According to the Aon Hewitt 401(k) Index, 2015 was the lightest trading year on record for participants in defined contribution (DC) plans.
Overall, 1.52% of balances were transferred in 2015—well below the historical average of 2.88%. There were 39 days of above-normal daily transfer activity in 2015. The number of above-normal days in 2015 (39) is in line with the average number of above-normal days over the past five years (35) and past 10 years (35), Aon Hewitt says.
Part of the light trading activity can be explained by the prevalence of target-date funds (TDFs), which are now the largest asset class in the 401(k) Index. As of year-end 2015, target-date funds represented 23.1% of total assets, slightly edging out Large U.S. Equity (22.7%).

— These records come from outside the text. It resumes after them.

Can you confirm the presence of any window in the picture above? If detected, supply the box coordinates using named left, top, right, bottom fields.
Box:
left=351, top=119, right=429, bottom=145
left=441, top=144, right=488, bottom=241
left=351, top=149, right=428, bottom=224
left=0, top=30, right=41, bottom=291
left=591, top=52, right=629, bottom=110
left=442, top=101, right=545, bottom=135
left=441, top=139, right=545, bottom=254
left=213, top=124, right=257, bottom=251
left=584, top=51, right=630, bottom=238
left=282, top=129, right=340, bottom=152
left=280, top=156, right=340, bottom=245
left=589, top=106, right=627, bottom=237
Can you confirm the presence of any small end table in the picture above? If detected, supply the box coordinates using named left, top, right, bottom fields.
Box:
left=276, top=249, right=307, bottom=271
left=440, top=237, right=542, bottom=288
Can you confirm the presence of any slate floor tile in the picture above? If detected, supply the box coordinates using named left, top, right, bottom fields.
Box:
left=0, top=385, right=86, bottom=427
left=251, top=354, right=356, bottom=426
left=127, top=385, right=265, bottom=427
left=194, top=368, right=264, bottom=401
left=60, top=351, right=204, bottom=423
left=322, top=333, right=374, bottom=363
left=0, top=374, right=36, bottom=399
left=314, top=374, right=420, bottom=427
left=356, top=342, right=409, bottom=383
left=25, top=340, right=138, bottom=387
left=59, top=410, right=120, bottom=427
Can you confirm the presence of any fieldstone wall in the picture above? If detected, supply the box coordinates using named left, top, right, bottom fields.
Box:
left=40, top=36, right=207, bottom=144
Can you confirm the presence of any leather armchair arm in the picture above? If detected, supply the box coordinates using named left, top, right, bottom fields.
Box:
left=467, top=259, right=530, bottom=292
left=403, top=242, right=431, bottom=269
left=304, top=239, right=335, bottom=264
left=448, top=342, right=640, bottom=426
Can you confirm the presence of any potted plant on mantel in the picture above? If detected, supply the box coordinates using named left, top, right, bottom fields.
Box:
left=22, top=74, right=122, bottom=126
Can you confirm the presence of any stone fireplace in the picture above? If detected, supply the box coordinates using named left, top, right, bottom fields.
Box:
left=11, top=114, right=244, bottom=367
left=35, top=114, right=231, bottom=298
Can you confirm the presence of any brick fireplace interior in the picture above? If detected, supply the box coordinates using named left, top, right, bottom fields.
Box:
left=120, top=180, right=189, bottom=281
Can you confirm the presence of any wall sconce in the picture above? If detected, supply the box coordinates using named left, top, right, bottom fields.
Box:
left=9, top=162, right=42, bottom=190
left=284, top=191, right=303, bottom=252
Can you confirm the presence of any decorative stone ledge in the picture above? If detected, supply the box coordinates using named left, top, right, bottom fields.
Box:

When participants made trades, they tended to favor fixed income funds over equity instruments. The number of fixed income-oriented days was 139, compared to 109 for equity-oriented days. GIC/stable value funds received the most inflows (41%) while the majority of outflows came from TDFs (37%) and company stock (30%).
However, TDFs received the most contributions in 2015 (42% or $498 million).
After reflecting contributions, trades, fund changes, and market activity, participants ended the year with 65.4% in equities—a decrease from 66.4% of assets invested in equities at the end of 2014.